HIDUPKATOLIK.com – Sebagai dokter dan dosen, ia nyaris tak pernah menyentuh pekerjaan rumah tangga. Namun, hidup dan aktivitasnya berubah total sejak sang istri mengalami musibah. Ada hikmah untuknya.

Pria kelahiran Semarang, Jawa Tengah, 25 Pebruari 1972 ini bersyukur menikahi Sisilia Tri Purnomo. Selama menjalani biduk rumah tangga, Hapsoro menilai, sang istri merupakan figur pendamping hidup yang amat rajin serta penuh tanggung jawab. Seluruh pekerjaan rumah, mulai dari mengurus anak hingga mengatur keuangan keluarga, tertangani secara baik.

Saking sang istri begitu rajin dan telaten mengurus rumah dan keluarga, Hapsoro tak lagi memikirkan semua urusan tersebut. Ia tahu semua perkara itu pasti bakal beres. Dengan begitu, Hapsoro bisa fokus kepada pekerjaannya sebagai dosen dan dokter. Namun, ia mengaku, situasi tersebut perlahan-lahan membentuk pribadinya menjadi egois.
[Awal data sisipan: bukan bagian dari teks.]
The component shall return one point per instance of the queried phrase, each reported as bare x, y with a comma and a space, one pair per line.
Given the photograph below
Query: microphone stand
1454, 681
Hapsoro memandang mengurus rumah, anak, serta suami itu mudah. Tak seberat pekerjaannya sebagai dokter dan dosen. Karena itu, bila ia menemukan suatu hal di rumah yang tak beres atau tak sreg di hati, kendati kecil sekali pun, Hapsoro lekas naik pitam kepada sang istri. Ia tak mau tahu kesulitan yang dialami kekasihnya itu. Namun, ada satu kejadian, yang membalikkan 180 derajat pandangan dan sikapnya.

Buah Mangga
Hapsoro tak pernah bisa melupakan peristiwa pada 11 Mei, tujuh tahun silam. Sewaktu tinggal di Semarang, Jawa Tengah, di depan rumahnya tumbuh pohon mangga. Pohon itu berbuah lebat dan banyak yang telah masak. Hapsoro tergoda untuk mencicipi buah tersebut. Ia buru-buru mengambil tangga dan menyadarkannya ke sisi atap rumah. Hapsoro berpikir, dirinya bisa leluasa memetik mangga dengan berpijak di genteng.
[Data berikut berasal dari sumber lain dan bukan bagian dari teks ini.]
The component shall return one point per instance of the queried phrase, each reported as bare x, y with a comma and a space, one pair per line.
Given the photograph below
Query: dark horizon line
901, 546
Keluar dari rumah, Tri terkejut suaminya sudah berada di atas loteng. Ia khawatir sang suami jatuh. Tubuh Hapsoro yang gemuk menambah kecemasan Tri. Ia takut atap rumah tak mampu menahan berat tubuh sang suami. “Pa, saya yang manjat. Papa kan gemuk. Nanti atap tak mampu nyangga badan Papa,” kata Tri, mengenang.

Hapsoro pun turun, Tri menaiki anak tangga. Ia berdiri di atas atap rumah. Satu persatu mangga yang sudah dipetik, dilemparkan ke bawah, dan Hapsoro menangkapnya. Mereka sangat asyik, kegirangan. Sampai suatu ketika, brak, atap tumpuan kaki Tri ambruk. Ia jatuh . Tri pingsan seketika. Hapsoro memegang kaki isterinya . Semua dingin. Hatinya berdesir. Ia buru-buru membawa sang istri ke RS.

Hasil rontgen menunjukkan, ada beberapa ruas tulang belakang Tri rusak. Akibatnya, kedua kaki Tri lumpuh total. Hapsoro lemas menerima penjelasan itu. Meski sebelumnya ia telah menduga begitu memegang kedua kaki sang istri terasa dingin.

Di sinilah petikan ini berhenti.